Last I knew it was New Year’s Eve and I was tossing in that best videos of 2009 thing to run on New Year’s Day, because I knew I’d be kind of out of it on New Year’s Day and wouldn’t be able to post anything because I was going to be put into a medically induced coma and have my nanobots replenished at the Singularity Institute. Was all supposed to happen in twenty four hours and the deal was I’d be home by Sunday. So everything goes blank and now I just woke up and I asked BreezeAnne what time it was and she said it was seven in the morning — on Tuesday. I’m like, Tuesday? Seriously? And she’s like, Yeah, seriously, and you must be starving so here here’s a mango smoothie, and I was like, No time for that, I’ve got to get to the office and catch up on my email and make sure the tablet is still on track.

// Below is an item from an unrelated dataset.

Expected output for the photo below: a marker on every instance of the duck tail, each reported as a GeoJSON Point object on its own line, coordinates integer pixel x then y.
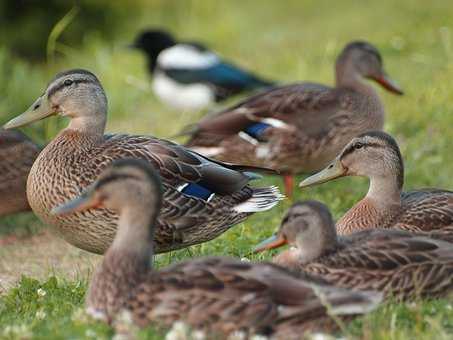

So whatever. I’m back in the Jobs Pod, vertical again, and arguing with Tim Cook about how much we should overcharge for the tablet. Tim says we can’t go over a thousand dollars, because that’s like some huge psychological barrier, and I’m feeling like hey, if there’s one lesson we learned from the iPhone it’s that we can overcharge as much as we damn well please and people will still line up to buy the friggin thing. Six hundred bucks for a phone, and nobody blinked. This tablet thing is at least twice as good as the first-generation iPhone, so I’m pushing for twelve hundred out of the gate, figuring we bone all the early adopters and then quickly bring the price down to widen the market. I mean look at the hype! Look at the frigtards all trying to guess what it will look like and what it will do! We could start taking orders for it today, sight unseen, at fifteen hundred bucks and I’d bet you we’d sell ten thousand units by the end of the week.
Anyway, we’ll work it all out. Meanwhile, happy New Year, dear Apple faithful. And namaste. I honor the place where your hopes and dreams become projected onto my unannounced products and merge, ultimately, with my personal net worth. Peace.